Studio album by Harry Connick Jr.
- Released: June 1, 1999
- Recorded: July 17–27, 1998
- Studio: Capitol, Los Angeles
- Genre: Big Band
- Length: 63:18
- Label: Columbia
- Producer: Tracey Freeman

Harry Connick Jr. chronology
| To See You (1997) | Come by Me (1999) | 30 (2001) |

= Come by Me =

Come by Me is a big band album by American artist Harry Connick Jr., released in 1999, eight years after his previous big band recording, Blue Light, Red Light.
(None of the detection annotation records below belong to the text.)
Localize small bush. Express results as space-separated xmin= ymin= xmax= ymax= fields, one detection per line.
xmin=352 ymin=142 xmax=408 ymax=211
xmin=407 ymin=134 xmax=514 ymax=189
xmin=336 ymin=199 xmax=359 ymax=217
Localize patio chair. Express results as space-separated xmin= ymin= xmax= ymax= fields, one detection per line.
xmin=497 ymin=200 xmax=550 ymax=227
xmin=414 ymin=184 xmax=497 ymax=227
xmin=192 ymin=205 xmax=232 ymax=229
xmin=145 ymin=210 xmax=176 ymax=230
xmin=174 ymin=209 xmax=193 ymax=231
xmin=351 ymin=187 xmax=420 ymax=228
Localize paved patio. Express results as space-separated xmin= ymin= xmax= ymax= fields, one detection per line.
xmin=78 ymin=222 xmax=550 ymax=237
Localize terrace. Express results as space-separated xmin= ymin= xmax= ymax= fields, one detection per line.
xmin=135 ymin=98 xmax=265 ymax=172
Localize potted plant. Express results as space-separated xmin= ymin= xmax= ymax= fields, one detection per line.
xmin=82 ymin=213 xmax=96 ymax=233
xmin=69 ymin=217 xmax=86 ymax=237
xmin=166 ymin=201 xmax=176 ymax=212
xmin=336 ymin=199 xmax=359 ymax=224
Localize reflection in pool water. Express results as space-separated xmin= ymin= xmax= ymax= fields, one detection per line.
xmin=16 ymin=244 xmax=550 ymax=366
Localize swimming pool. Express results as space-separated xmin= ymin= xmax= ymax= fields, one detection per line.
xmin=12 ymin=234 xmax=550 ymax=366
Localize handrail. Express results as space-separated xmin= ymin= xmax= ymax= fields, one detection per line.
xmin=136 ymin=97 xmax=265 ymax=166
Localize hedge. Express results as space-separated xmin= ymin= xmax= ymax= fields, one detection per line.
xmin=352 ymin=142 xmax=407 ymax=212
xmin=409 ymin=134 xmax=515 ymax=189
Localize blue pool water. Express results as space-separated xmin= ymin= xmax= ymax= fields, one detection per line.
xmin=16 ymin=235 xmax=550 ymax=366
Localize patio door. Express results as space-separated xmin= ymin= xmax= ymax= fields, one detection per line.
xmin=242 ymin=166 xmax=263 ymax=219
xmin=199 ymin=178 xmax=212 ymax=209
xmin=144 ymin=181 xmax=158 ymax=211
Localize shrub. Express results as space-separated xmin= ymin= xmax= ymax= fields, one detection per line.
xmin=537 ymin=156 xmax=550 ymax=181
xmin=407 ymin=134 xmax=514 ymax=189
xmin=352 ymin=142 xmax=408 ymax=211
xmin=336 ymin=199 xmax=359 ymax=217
Connick and his Big Band went on a year-long world tour (the U.S., Europe, Japan and Australia), in support of the album.

Professional ratings
Review scores
| Source | Rating |
| Allmusic | link |

==Track listing==
1. "Nowhere With Love" (Harry Connick Jr.) – 3:57
2. "Come By Me" (Connick) – 4:01
3. "Charade" (Henry Mancini, Johnny Mercer) – 3:40
4. "Change Partners" (Irving Berlin) – 5:43
5. "Easy for You to Say" (Connick) – 4:54
6. "Time After Time" (Sammy Cahn, Jule Styne) – 5:30
7. "Next Door Blues" (Connick) – 4:11
8. "You'd Be So Easy to Love" (Cole Porter) – 3:06
9. "There's No Business Like Show Business" (Berlin) – 4:48
10. "A Moment With Me" (Connick) – 4:26
11. "Danny Boy" (Frederic Weatherly) – 5:15
12. "Cry Me a River" (Arthur Hamilton) – 4:46
13. "Love for Sale" (Porter) – 8:29

===Japan bonus track===
- "Just a Closer Walk With Thee" (Sallie Martin)

===France bonus track===
- "Parle Plus Bas" (Boris Bergman, Nino Rota)

== Personnel ==

- Harry Connick Jr. – Vocals, Piano, Arranger, Orchestration
- Peter Doell – Engineer
- Tracey Freeman – Producer
- Ryan Hewitt – Engineer
- Vladimir Meller – Mastering
- Charles Paakkari – Engineer
- Gregg Rubin – Engineer, Mixing

==Charts==
Come By Me made the first position in the Jazz charts in 1999, and was number 36 on the Billboard 200.

==Certifications==

| Region | Certification | Certified units/sales |
| United States (RIAA) | Gold | 500,000^{^} |
^{^} Shipments figures based on certification alone.

==Awards and nominations==
Grammy nomination for Best Traditional Pop Vocal Performance.